The new Baltimore county executive, Roger B. Hayden, was sworn in today in a packed ceremonial courtroom in Towson's 19th Century old courthouse.
Rain forced cancellation of a planned outdoor ceremony, and people stood packed in the hallways.
Hayden's inaugural address was short and general. He said his mandate from the voters was "to promote openness in government and pay strict attention to cost control and efficiency in government."
His was one of four swearing-ins today in the suburban counties. New Executive Eileen M. Rehrmann in Harford County and the commissioners in Carroll County were sworn in today, and county executive-elect Charles I. Ecker is to be sworn-in in Howard County tonight.
Rehrmann, 46, a Democrat, pledged today to build an administration that will "focus on people, on neighborhoods, on communities."
Speaking to a crowd of about 1,500 at Harford Community College, including Gov. William Donald Schaefer, the county's first female executive said her administration expects to end the current fiscal year with no surplus. She also said that running a government in tighter economic times would be challenging.
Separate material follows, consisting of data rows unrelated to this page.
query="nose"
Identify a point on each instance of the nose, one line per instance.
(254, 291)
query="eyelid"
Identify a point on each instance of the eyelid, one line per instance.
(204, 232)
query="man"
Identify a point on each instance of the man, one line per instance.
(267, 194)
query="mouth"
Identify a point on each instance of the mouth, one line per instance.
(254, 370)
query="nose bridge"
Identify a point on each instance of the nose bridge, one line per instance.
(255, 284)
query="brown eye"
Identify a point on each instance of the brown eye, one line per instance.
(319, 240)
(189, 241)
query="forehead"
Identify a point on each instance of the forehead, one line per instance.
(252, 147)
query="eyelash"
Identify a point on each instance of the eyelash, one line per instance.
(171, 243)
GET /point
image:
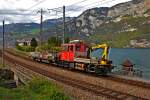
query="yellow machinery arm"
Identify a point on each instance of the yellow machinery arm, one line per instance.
(104, 58)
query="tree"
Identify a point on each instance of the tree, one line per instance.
(34, 43)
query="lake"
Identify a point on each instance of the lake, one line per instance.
(139, 57)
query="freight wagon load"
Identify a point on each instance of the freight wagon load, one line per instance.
(76, 55)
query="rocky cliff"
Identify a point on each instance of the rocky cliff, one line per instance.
(93, 18)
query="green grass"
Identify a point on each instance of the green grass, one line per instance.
(23, 53)
(38, 89)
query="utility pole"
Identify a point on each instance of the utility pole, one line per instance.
(64, 24)
(3, 44)
(41, 27)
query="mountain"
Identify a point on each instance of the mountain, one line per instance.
(118, 25)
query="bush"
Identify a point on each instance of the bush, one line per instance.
(37, 89)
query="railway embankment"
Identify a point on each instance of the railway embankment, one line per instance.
(37, 89)
(106, 82)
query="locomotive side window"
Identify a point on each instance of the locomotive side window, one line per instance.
(71, 48)
(65, 48)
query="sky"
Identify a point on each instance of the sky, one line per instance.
(15, 11)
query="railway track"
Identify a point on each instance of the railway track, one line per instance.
(113, 78)
(96, 90)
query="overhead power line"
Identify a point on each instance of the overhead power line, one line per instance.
(37, 4)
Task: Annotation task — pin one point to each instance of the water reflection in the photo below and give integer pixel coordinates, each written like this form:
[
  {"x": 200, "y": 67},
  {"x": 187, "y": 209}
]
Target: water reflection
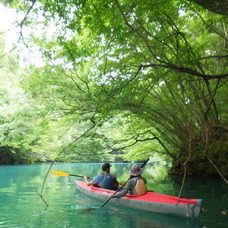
[{"x": 21, "y": 206}]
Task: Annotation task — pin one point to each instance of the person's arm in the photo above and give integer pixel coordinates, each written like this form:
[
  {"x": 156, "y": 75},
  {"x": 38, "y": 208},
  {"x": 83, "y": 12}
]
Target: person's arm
[{"x": 129, "y": 186}]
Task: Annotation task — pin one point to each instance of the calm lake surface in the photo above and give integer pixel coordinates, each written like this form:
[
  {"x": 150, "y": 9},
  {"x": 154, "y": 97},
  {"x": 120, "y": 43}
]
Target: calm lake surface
[{"x": 21, "y": 205}]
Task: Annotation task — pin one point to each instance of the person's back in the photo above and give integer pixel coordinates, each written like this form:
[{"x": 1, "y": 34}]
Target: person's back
[
  {"x": 104, "y": 180},
  {"x": 140, "y": 186},
  {"x": 109, "y": 181}
]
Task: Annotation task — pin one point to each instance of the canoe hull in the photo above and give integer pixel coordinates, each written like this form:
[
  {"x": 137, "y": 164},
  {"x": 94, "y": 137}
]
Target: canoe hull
[{"x": 149, "y": 201}]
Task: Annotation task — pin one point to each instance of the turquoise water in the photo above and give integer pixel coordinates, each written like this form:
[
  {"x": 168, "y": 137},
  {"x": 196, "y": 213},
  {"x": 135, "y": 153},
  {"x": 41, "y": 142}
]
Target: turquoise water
[{"x": 22, "y": 207}]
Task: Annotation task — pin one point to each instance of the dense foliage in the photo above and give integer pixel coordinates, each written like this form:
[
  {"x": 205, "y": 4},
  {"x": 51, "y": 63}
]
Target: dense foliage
[{"x": 141, "y": 78}]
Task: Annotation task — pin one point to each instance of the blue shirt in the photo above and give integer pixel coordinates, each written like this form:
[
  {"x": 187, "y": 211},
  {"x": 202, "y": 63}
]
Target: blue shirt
[{"x": 105, "y": 180}]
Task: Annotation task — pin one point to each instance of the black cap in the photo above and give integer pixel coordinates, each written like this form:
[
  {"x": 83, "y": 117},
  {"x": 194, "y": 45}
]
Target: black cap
[{"x": 105, "y": 166}]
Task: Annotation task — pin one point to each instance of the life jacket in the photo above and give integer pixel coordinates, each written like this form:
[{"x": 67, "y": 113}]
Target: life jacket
[
  {"x": 108, "y": 181},
  {"x": 140, "y": 186}
]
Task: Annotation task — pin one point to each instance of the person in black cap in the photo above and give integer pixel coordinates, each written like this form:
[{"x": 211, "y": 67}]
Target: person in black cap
[
  {"x": 105, "y": 179},
  {"x": 135, "y": 185}
]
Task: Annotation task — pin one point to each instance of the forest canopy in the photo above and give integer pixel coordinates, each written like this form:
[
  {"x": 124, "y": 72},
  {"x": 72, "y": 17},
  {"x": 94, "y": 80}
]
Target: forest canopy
[{"x": 118, "y": 80}]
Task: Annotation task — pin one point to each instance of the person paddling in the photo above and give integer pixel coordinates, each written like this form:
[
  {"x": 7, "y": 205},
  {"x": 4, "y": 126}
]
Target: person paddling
[
  {"x": 135, "y": 185},
  {"x": 104, "y": 180}
]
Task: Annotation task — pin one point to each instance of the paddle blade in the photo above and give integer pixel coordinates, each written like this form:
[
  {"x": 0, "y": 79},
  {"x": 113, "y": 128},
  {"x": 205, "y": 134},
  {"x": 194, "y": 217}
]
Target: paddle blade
[{"x": 59, "y": 173}]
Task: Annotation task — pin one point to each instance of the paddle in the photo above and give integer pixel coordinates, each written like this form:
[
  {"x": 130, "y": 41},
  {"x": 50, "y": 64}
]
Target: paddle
[
  {"x": 123, "y": 185},
  {"x": 62, "y": 174}
]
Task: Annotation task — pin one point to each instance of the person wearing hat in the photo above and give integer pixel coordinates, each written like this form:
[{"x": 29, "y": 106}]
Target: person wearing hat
[
  {"x": 136, "y": 184},
  {"x": 105, "y": 179}
]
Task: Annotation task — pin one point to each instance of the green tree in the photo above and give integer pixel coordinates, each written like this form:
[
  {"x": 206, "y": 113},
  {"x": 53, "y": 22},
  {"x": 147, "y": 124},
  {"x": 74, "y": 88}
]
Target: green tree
[{"x": 161, "y": 63}]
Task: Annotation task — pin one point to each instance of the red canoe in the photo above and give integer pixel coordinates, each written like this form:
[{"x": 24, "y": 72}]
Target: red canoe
[{"x": 148, "y": 201}]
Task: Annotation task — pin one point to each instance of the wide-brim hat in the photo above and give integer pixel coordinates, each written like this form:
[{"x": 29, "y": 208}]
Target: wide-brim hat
[{"x": 135, "y": 170}]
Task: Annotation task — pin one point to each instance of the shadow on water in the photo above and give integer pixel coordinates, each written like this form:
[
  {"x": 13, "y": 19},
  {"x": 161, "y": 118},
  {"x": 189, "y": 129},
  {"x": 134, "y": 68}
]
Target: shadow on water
[
  {"x": 22, "y": 207},
  {"x": 130, "y": 217}
]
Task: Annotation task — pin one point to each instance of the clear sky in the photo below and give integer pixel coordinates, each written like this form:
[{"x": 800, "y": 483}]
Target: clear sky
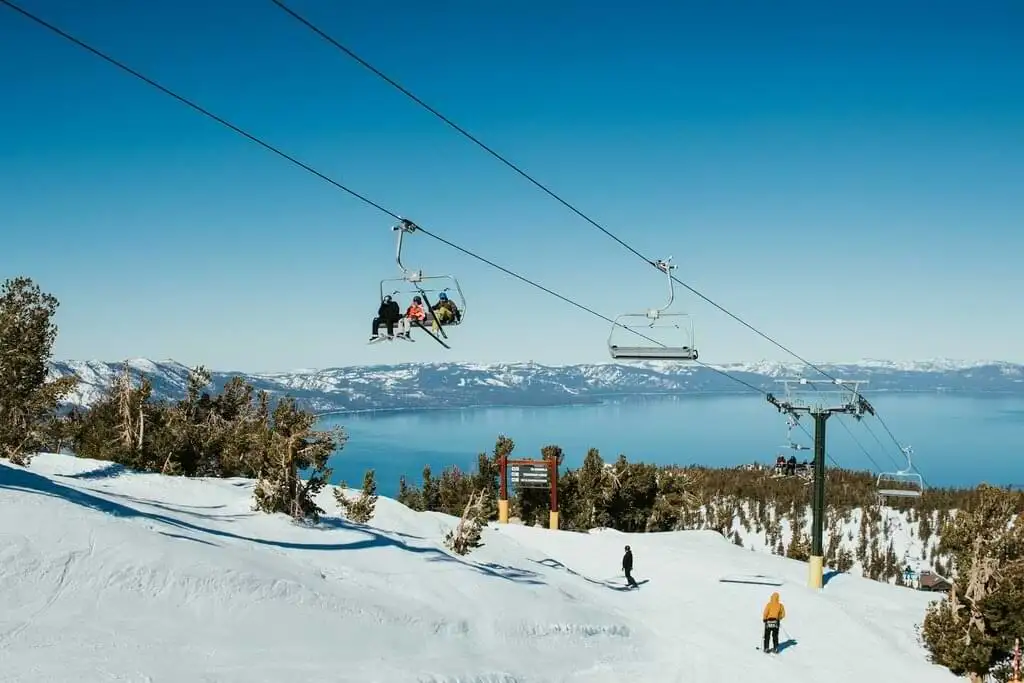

Habern W. Freeman Jr., the outgoing county executive, had projected an $18 million surplus in Harford.
Rehrmann also pledged to increase efforts to control growth.
The three Carroll County Commissioners, after their swearing-in today at the county courthouse in Westminster, were expected to choose officers among themselves.
Julia Gouge, a Republican and the only returning incumbent, said she expected to be secretary. She said that Elmer Lippy, a Democrat and former mayor of Manchester, would be vice president and that Donald Dell, a Republican and the highest vote-getter, would be president. The three commissioners are equal in their powers, but the president presides over meetings.
Yesterday, at the inauguration of Robert R. Neall as the new Anne Arundel County executive, outgoing executive O. James Lighthizer gave his successor some advice: "Play fair, put things back where you find them, don't take what's not yours, always remember to flush, be nice to others -- and don't screw it up."
Lighthizer, a Democrat, presented Neall, a Republican, with a copy of the best-seller, "All I Really Need to Know I Learned in Kindergarten," from which he said he got his advice.
Then, before about 400 supporters in an auditorium at Anne Arundel Community College, Neall took the oath of office.
"I stand before you with pride, humility, a lot of gratitude, anticipation, anxiety and terror," Neall said in a brief inaugural address. "We have a big job to do. Caring and compassion will be our corporate mission."
"I am acutely aware that I am the winner of a close election," Neall said of the campaign that won him 51 percent of the vote. "I hope to assure those who voted for me that I am the right man for the job."
Neall also talked about the challenges his administration will face. "I want to put together the most aggressive economic development plan in the state to build a recession-proof economy," he said.